So as much as it's built on the great stuff that Grant did, part of the fun is connecting some of that stuff to other stories that I love that at first might not have that much to do with it - like, the entire terrific run that Geoff did on Hawkman. And some of the stuff Benjamin Percy is doing now on Green Arrow, and what Dan Abnett is doing with Aquaman.
It's the connectivity of it that's the most exciting part. That's what I'm getting at. It's like, getting to point to and pull from stories that you love and connect them to other things happening right now or stories that you love from the past that might not seem to have anything to do with them at first.
Nrama: And you're connecting to Neil Gaiman with that last page. I think that was one of the biggest surprises.
Snyder: Yeah, Sandman, Dream, the Endless - these elements meant a tremendous amount to me growing up and they still do.
So to be able to get Neil's permission and his blessing to work with this character and to have him play a key role in the story - and to have him connect other stories like Final Crisis and other things I've really loved for their scope and daring - it's just an incredible honor and thrill.
I couldn't be more grateful for Neil giving us the go-ahead.
The day I got the email from him where he was like, "I love it! Do it!" was amazing. I met Neil a number of times at DC and we got along well. I admire him tremendously.
Nrama: So you emailed him?
Snyder: Yeah, I wrote him an email just saying, you know, "This is exactly how I would use Dream if I could use him. And I totally understand if you say no. Like, no big deal. But if it's possible, this is what the Dark Multiverse is and why he's so connected to it and why it would work."
And you know, it was just a long … Greg will tell you, he's always like, he writes in emojis and I'm like, "but blah blah blah blah blah blah blah blah blah." On and on and on.
Greg Capullo: Yep.
Snyder: So it was a very long email just explaining my case.
Then he literally wrote back and was like, "I love it! Go for it!"

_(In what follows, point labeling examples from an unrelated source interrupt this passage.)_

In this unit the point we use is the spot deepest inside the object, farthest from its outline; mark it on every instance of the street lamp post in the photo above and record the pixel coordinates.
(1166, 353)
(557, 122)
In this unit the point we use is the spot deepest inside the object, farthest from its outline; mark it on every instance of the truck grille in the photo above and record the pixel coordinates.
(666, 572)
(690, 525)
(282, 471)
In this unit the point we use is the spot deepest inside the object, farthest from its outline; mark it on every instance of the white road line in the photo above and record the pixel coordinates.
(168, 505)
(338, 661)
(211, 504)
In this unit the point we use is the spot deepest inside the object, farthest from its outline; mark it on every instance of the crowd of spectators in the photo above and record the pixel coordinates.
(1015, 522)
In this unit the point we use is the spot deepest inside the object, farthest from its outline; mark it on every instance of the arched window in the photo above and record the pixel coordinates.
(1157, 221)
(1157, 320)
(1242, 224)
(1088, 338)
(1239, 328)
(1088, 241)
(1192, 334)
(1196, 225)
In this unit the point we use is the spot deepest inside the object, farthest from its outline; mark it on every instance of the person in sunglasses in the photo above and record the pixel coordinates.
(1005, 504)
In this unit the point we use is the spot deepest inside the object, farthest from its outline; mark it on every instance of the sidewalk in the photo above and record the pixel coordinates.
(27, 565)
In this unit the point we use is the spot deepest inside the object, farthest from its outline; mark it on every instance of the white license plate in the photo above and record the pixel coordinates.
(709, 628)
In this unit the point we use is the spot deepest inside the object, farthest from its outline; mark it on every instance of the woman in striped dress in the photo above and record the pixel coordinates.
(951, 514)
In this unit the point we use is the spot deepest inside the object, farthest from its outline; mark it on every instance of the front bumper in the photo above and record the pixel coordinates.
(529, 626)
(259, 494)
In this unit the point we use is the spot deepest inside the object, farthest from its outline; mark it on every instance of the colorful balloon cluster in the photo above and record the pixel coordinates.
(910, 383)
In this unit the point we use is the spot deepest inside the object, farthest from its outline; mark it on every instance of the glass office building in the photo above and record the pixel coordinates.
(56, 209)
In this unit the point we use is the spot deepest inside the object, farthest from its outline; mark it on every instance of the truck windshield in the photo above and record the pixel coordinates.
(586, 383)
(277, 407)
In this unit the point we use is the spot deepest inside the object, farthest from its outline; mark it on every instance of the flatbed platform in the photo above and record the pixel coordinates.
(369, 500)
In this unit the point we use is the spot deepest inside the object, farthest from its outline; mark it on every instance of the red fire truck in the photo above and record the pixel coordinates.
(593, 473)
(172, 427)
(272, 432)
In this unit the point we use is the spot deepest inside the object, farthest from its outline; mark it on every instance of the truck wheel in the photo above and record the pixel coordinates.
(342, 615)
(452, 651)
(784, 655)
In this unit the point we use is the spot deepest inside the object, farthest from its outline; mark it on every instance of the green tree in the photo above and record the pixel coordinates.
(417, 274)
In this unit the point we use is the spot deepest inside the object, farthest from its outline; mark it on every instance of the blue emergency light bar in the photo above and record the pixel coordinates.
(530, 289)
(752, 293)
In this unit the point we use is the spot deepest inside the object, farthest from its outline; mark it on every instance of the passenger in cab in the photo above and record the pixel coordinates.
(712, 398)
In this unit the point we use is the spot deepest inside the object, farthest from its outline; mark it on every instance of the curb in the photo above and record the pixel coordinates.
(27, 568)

And I was like, "What? Oh my God!"
I can't thank him enough for being so generous with such a special character. So yeah, I'm really excited.
Nrama: The vision we see - are those characters having visions of what's to come because they're connected somehow?
Snyder: Every character connected to metal or kind of higher metal.
Nrama: "Higher"... how?
Snyder: It's all on this sort of scale of that strange area of the periodic table in the DCU - radion, and dionesium, and all kinds of stuff - these metals we've started to introduce. Some of them have been in continuity a long time.
Anyone with a connection to one of these metals, the very high end of the kind of periodic table in DC, starts to have these visions, because these metals conduct energy from the Dark Multiverse.
So Steel, Plastic Man, Doctor Fate, Deathstroke, Mister Terrific - who we saw manages Plastic Man because he's kind of trapped in that form - a lot of those characters play a key role because they're able to see what's coming and to have some kind of premonition of what's going to happen.
Nrama: And this vision we're shown is the army?
Snyder: Yes, that's your first glimpse of what's coming.
Nrama: And Carter's journal is in Wayne Manor?
Snyder: Yeah, it's in Wayne Manor. Apparently, he must have some history with the Wayne family in his previous lives - like Nighthawk and Cinnamon and that whole mythology.
Nrama: You really are pulling from every corner of the DCU.
Snyder: It's a lot, right?
Nrama: And you're connecting it all.
Snyder: Yes! That's the fun, getting to connect to every aspect.
Nrama: OK, we're running out of time, so now that readers know what Metal #1 introduced, anything you can tell fans about what they can expect from #2 in September?
Capullo: It's like a rock concert that has a seven-band line-up, and the warm-up act is not even the strongest band.
So basically, you've just seen the warm-up act. And so, as concerts go on, they get louder and louder, right? By the time you get to the last band, everything's at full maximum - enough to draw blood from your ears.
You've just seen the warm-up act out of a seven-act stage set-up. So just buckle up and get some earplugs ready. Be prepared, because we're just going to melt your faces.